The appearance of Lemony Snicket wasn’t your everyday visit of a children’s author, but the audience of more than 500 ate it up.|

More than 500 people, including children and parents, packed into the Charles M. Schulz Museum in Santa Rosa to meet the prolific children’s author Lemony Snicket on Saturday afternoon. But the teasing, brusque speaker who came to the stage and claimed not to be the author of the award-winning books, “A Series of Unfortunate Events.”

It started after Jessica Ruskin, the museum’s education director, gamely introduced him to the exuberant audience as Snicket.

“I’m sorry, I don’t know that woman and why she would tell such a terrible lie,” said the author, who later revealed himself to be Daniel Handler, the American writer, musician and journalist whose children’s books carry the catchy pseudonym.

But Snicket was unable to make the book signing at Schulz Museum after an unfortunate event, Handler explained. Snicket was impaled in the armpit by a sharp stick while at a picnic, he said. The puncture wound caused Snicket to become paralyzed from the armpit down, he said.

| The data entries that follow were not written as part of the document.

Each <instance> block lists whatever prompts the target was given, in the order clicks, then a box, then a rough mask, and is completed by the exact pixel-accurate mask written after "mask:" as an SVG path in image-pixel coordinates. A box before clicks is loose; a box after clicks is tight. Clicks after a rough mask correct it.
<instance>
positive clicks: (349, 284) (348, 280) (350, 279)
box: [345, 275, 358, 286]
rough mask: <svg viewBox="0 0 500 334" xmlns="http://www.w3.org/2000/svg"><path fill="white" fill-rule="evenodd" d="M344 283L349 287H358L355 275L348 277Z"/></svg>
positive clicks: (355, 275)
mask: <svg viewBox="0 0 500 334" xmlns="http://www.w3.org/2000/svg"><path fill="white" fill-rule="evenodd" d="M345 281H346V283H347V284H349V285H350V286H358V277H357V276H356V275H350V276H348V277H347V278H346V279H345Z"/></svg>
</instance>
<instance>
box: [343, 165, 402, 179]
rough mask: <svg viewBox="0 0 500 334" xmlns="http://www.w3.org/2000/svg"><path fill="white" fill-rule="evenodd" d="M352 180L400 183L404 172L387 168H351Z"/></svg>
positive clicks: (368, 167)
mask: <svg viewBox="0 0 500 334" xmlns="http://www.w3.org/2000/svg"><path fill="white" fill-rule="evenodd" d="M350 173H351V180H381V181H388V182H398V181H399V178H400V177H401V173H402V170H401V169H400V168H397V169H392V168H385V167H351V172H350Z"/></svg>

And the shtick went on. Children, who came with books in tow seeking autographs from their beloved author, instead were bestowed with a rubber stamp of Snicket’s signature.

Handler only once let it slip that he was in fact the author of the series of books that were turned into the 2004 film “A Series of Unfortunate Events” starring Jim Carrey, and a new Netflix series of the same name starring Neil Patrick Harris.

The appearance wasn’t your everyday visit of a children’s author.

Handler chided children in his exchanges with them, invaded the personal space of dozens, questioned the cleanliness of an audience member’s clothing and often paced around yelling.

He even went so far as to critique the work of famed illustrator Charles Schulz, the Peanuts cartoonist, saying he made a career drawing pictures of depressed children.

“It was all under the thematic idea that there is good in grief,” he said.

Still, the crowd ate it up. Laughs, giggles and gasps continued unabated throughout the hour.

San Francisco resident Julia Bazolli, 19, who came to the United States from Brazil four months ago, started reading “A Series of Unfortunate Events” books in Portuguese when she was 9.

For Bazolli, the world Handler created tops two other blockbuster children’s series of this generation - J.K. Rowling’s “Harry Potter” and “The Hunger Games” by Suzanne Collins.

“I love the despair of his work,” she said. “It’s not all about magic and happy endings.”